Op 27 februari 1880 werd een man, die zijn gevangenisstraf in Bocholt had uitgezeten, door een gendarme naar de Nederlandse grens bij Aalten gebracht. Dankzij de goede samenwerking tussen de Nederlandse en Pruisische grenspolitie werd hij bij de grensovergang netjes ontvangen door rijksveldwachter Schaars Prins uit Aalten, om aan de Nederlandse justitie te worden overgedragen, die ook nog een appeltje met hem te schillen had.

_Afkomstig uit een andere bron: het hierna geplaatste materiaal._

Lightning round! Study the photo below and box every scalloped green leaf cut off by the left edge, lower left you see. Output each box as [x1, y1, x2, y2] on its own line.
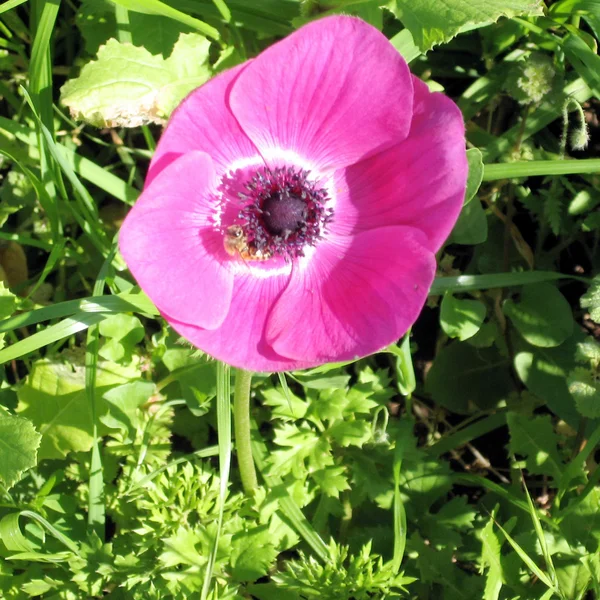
[0, 414, 42, 488]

Het vervoer naar Aalten gebeurde per rijtuig. Aldaar aangekomen, werd de man naar het huis van arrest gebracht. Alles verliep rustig en ordelijk, totdat een persoon die, zoals later bleek, het rijtuig op een draf had gevolgd, de gevangenis binnentrad.

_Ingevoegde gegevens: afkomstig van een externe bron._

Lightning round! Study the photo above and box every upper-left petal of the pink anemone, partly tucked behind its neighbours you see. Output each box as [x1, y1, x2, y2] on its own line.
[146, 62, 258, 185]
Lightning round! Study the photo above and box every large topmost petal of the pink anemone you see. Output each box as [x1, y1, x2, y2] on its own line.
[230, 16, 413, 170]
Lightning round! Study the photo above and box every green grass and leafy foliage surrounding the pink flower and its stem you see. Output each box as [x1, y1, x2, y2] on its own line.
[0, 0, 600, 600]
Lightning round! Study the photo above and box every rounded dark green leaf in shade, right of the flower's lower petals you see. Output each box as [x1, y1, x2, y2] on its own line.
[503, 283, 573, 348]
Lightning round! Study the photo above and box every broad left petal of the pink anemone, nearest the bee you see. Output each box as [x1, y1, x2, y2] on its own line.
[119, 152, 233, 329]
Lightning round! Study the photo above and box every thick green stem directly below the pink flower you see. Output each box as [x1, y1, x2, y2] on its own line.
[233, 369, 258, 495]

Toen hem werd gevraagd wat hij daar kwam doen, ontstond er plotseling een gevecht op leven en dood tussen de gevangene en zijn vriend aan de ene kant, en Schaars Prins, gemeenteveldwachter Heersink en de toevallig aanwezige gemeentebode Gerhard Rots aan de andere kant.
Nadat een paar knuppels op de lichamen van de aanvallende boeven waren stukgeslagen, deelde Rots enkele slagen uit met een soort koekenpan, die daardoor buiten fatsoen geraakte. Bij dit gevecht liepen de veldwachters slechts enkele schrammen en blauwe plekken op, maar de flinke Rots werd zelfs gebeten in zijn neus, hand en in zeker achterdeel van zijn lichaam.
Schaars Prins, die een paar jaar eerder was gedecoreerd door de Duitse keizer, vanwege een ontmoeting met boeven in Aalten, die, uit de gevangenis te Bocholt ontsnapt, door dien snorrebaard gesnapt werden, hield zich nu ook stevig staande, maar zou toch zonder Rots met zijn eigen sabel neergesabeld zijn.
Uiteindelijk liep alles goed af – de brutale bevrijdingspoging mislukte en de vrienden werden achter slot en grendel gezet. Ze werden naar Zutphen vervoerd om daar hun zaak te laten behandelen en ongetwijfeld hun verdiende loon te ontvangen.